EMIR Now Occupies the Treasury Agenda
At the same time the European Securities and Markets
Authority (ESMA) announced two weeks ago that the reporting obligation,
originally due to take effect this month, would now be postponed until February
2014 at the earliest. So mixed signals from different sources is leading to
much confusion. But what does this all mean for you as a corporate treasurers?
All of these
contractual adjustments are necessary from the financial institution’s (FI)
viewpoint of view because each is a ‘financial counterparty’ and must comply
with the full range of EMIR regulations.
From 15 September 2013
the following resolution came into force for financial counterparties:
“Financial Counterparties must report any disputes between counterparties
about an over-the-counter [OTC] derivative contract, its valuation or the
exchange of collateral for an amount or a higher value than €15 million and
outstanding for at least 15 business days.”
For you as a
corporate this implies that your contract needs to be adjusted, as your current
contract with your financial counterparty probably does not specify how to act
in case of a dispute. This contract probably also provides your company with
confidentiality; your financial counterparty is currently not allowed to share
transaction information with others.
The new EMIR regulation
addresses exactly these points; hence financial counterparties need to
confirm/agree the necessary contractual adjustments with you. Without such
confirmation, they run the risk of non- compliance with the regulation or
breaching the confidentiality regulations of the contract with you.
To make things even more confusing, financial counterparties request (and without offering much explanation) that you confirm the adjustments to your current contract, provide confirmation of your current
status (according to the EMIR definition) and offer an additional reporting
service, all within one single letter.
In the same letter the
financial counterparty refers to an International Swaps and Derivatives (ISDA)
contract, which deals with the same items but in a standardised manner.

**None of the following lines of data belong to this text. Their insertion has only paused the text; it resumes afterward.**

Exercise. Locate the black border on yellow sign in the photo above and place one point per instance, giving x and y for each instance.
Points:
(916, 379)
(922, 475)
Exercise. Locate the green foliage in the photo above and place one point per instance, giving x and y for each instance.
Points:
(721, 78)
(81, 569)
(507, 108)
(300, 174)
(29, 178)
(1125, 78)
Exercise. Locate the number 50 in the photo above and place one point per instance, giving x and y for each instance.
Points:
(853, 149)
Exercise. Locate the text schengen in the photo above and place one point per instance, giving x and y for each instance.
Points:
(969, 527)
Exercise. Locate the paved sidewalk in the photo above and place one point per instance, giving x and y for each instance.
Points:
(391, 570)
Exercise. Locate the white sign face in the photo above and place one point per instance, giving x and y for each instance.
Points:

More
importantly, if you adhere to this ISDA contract, it will be binding for all
financial counterparties included under it (assuming they all adhere to ISDA
rules), thus implying that you only have to monitor a single contract.
Postponement of reporting date
As readers might
recall, initially ESMA intended for the EMIR reporting obligation to be
introduced in August 2012. This deadline proved overly ambitious, as technical
standards still needed to be designed at the time and authorised trade
repositories were (and still are) not lacking. So even if you want to comply to
the reporting requirement, at present derivative transactions cannot be
reported because no trade repositories have yet been approved. Furthermore
legal entity identifiers (LEIs) – a unique counterparty identifier needed for
proper reporting – cannot yet be requested with the local chamber of commerce.
ESMA’s intention is to approve multiple trade repositories in one
fell swoop, thus avoiding the first mover(s) gaining a temporary monopoly. That
implies that for as long as there continue to be no approved trade
repositories, ESMA will have to keep putting off the introduction of the
reporting obligation. Earlier this month ESMA admitted that it does not expect
to approve and register trade repositories before mid-November 2013.
Assuming that this does actually happen in November, you will have 90 days to
choose and contract a trade repository because once the first have been
approved and registered corporates will have to start reporting all their
derivative trades. It might come as no surprise to learn that a virtual queue
is expected to build up during this 90-day period. Corporates need to prepare
themselves, get familiar with the reporting standards, know the implications
for their internal (reporting) processes and get acquainted with what trade
repositories have to offer.
The EMIR regulation is quickly becoming a reality, even if the foundations on
which it will be built are still under development. For the first time,
corporates must confront the implications of EMIR through the contractual
adjustment presented by their financial counterparty. A first small step maybe,
but bigger steps will follow shortly.